Jim Ellison (born January 7, 1952) is an American politician who served as a member of the Michigan House of Representatives from 2017-2022. He is a member of the Democratic Party. He now serves as Oakland County's Chief of Older Adult Services, a position introduced in 2023.

== Early career ==
Ellison started his career as a construction cost estimator with Ronnisch Construction Group and Barton Malow Company, with the latter being where he spent most of his career. He also worked in business development at Royal Oak Storage.

Ellison held a number of elected offices before joining the state legislature.
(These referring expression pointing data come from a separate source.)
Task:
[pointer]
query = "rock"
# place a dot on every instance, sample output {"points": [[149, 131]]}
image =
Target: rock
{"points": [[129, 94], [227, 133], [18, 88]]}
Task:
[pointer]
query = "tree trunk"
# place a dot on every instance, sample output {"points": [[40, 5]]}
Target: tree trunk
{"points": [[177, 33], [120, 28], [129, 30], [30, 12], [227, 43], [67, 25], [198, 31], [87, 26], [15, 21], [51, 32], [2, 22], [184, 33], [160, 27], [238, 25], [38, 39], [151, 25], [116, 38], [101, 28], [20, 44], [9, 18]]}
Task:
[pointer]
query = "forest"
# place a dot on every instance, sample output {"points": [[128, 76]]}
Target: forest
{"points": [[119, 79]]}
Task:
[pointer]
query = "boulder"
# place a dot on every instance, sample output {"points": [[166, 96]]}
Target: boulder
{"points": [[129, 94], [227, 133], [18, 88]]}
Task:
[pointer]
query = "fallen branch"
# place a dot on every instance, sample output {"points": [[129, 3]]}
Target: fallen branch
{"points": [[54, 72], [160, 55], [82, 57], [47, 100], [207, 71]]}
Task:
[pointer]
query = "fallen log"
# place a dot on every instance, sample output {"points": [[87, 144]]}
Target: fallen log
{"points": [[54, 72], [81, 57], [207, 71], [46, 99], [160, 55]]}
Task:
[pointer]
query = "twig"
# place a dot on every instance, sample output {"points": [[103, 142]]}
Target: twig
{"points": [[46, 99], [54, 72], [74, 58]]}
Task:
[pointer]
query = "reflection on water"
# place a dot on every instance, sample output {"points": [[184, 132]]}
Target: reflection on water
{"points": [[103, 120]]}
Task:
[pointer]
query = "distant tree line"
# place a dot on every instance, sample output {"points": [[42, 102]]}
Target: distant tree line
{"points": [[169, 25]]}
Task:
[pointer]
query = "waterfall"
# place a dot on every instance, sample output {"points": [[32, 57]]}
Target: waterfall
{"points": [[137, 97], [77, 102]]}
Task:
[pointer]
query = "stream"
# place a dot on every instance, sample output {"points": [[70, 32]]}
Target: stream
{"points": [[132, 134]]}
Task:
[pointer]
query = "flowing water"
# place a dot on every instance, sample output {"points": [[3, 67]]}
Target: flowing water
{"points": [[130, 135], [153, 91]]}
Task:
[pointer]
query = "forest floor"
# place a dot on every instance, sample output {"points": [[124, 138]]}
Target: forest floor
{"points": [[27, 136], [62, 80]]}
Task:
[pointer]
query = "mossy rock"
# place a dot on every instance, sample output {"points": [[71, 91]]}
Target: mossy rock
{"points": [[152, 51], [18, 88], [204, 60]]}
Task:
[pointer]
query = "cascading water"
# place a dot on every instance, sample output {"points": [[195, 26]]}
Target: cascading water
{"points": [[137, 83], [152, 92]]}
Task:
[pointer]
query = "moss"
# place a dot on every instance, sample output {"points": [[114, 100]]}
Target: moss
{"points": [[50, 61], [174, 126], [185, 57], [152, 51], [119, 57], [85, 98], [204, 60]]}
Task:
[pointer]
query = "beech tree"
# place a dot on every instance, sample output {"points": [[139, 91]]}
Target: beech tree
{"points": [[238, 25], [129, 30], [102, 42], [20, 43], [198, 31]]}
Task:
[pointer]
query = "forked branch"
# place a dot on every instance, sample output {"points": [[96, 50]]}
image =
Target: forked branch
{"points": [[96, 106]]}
He was a commissioner for the City of Royal Oak from 1991-1995. He was also the longest-serving mayor of Royal Oak, Michigan, holding office from 2003-2016, when he left to join the Michigan House of Representatives.

== State legislature ==
Ellison vacated his position as mayor of Royal Oak in 2016 to take his seat in the state legislature, which he held through 2022.

=== Michigan House of Representatives ===

==== Committee assignments ====
- Families, Children, and Seniors
- Health Policy
- Tax Policy
- Local Government

== Electoral history ==

Michigan House of Representatives District 26 Election, 2016
| Party |  | Candidate | Votes | % | ±% |
|---|---|---|---|---|---|
|  | Democratic | Jim Ellison | 26,785 | 59.37 | N/A |
|  | Republican | Randy LeVasseur | 18,333 | 40.63 | N/A |
| Majority |  |  |  |  | N/A |
|  | Democratic hold |  | Swing |  |  |

Michigan House of Representatives District 26 Election, 2018
| Party |  | Candidate | Votes | % | ±% |
|---|---|---|---|---|---|
|  | Democratic | Jim Ellison | 27,962 | 68.51 | N/A |
|  | Republican | Al Gui | 12,853 | 31.49 | N/A |
| Majority |  |  |  |  | N/A |
|  | Democratic hold |  | Swing |  |  |

Michigan House of Representatives District 26 Election, 2020
| Party |  | Candidate | Votes | % | ±% |
|---|---|---|---|---|---|
|  | Democratic | Jim Ellison | 33,208 | 63.66 | N/A |
|  | Republican | Chris Meister | 18,955 | 36.34 | N/A |
| Majority |  |  |  |  | N/A |
|  | Democratic hold |  | Swing |  |  |

== Personal life ==
He resides in Royal Oak with his wife, Jodie, the manager of the Royal Oak Animal Shelter. He has seven children - Emilie, Brian, Bradley, Sarah, Jonathan, Jacob, Isaac - and 13 grandchildren. Ellison was the founding chairman of the Woodward Dream Cruise, and uses his free time to work on a classic 1955 Ford Centerline. He also enjoys spending time with his dogs, cats, rabbits, pig and Canadian goose.